Vidro matched his single-game career high Monday night when he went 4-for-4 in Seattle's loss to the Rangers. He was out of the lineup for the first game of Tuesday night's doubleheader -- replaced at DH by Ichiro Suzuki -- but was scheduled to return to action in the nightcap.
Among the regulars, Vidro's .307 batting average ranks second on the team to Ichiro's .347 mark. And, as usual, Vidro has been solid from both sides of the plate. He's batting .315 from the right side and .305 from the left, which is par for the course -- he has a .300 career batting average batting left and right.
The Mariners started left-handers Horacio Ramirez, Ryan Feierabend and Jarrod Washburn in the first three games of the Rangers series. When was the last time Seattle started three consecutive lefties?
Let's play two:
The Mariners played the 65th doubleheader in franchise history on Tuesday, and 50 of them have been on the road. Seattle has swept 12 of the twin bills, been swept 16 times and split the other 36.
Barring future rainouts, the Mariners will play one more doubleheader this season -- Sept. 26 against the Indians at Safeco Field. The first game will be the final makeup game of the four-game series that was snowed out in Cleveland during the first week of the regular season.
Kudos for Biggio:
McLaren sung the praises of Astros legend Craig Biggio, who announced on Tuesday that he will retire at the end of the season.
"Here's a class guy who started out as a catcher, moved to second base, then to the outfield and back to second base and got hit by pitches a couple hundred times," said McLaren, a Houston native. "He had a Hall of Fame career."
McLaren, a former catcher, said the difficulty of moving from catcher to second base could be the most difficult switch in the game. Biggio not only made the transition but became an All-Star second baseman.

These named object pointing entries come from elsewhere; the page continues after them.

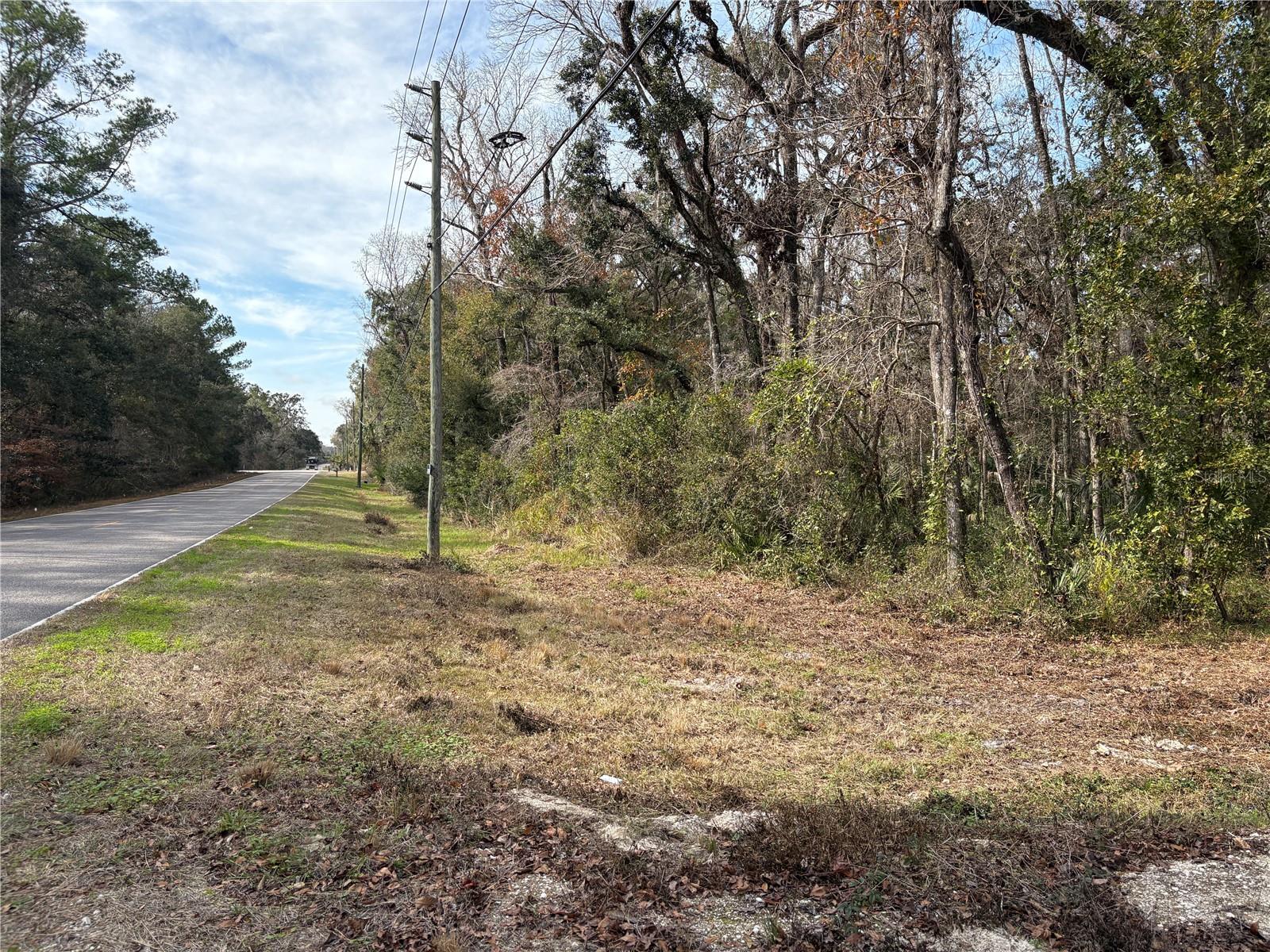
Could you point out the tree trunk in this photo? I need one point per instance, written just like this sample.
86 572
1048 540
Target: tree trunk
713 333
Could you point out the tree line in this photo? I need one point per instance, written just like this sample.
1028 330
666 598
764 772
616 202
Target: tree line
973 292
117 378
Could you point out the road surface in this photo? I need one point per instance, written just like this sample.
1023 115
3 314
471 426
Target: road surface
51 562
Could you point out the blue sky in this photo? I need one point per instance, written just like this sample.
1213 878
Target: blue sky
279 167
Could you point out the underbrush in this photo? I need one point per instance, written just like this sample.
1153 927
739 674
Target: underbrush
780 486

"I can't imagine going from one skill to another, totally different, the way he did," Mac added.
The answer is ...
The last time three lefties started back-to-back-to-back was July 10-16, 1999, when John Halama, Jeff Fassero and Jamie Moyer combined to start four consecutive games, with the All-Star break in between.
The four-game series against the Rangers, and seven-game road trip, ends Wednesday night with Mariners right-hander Miguel Batista (10-7, 4.32) opposing Rangers right-hander Brandon McCarthy (4-7, 5.53) in a game that starts at 5:35 p.m. PT.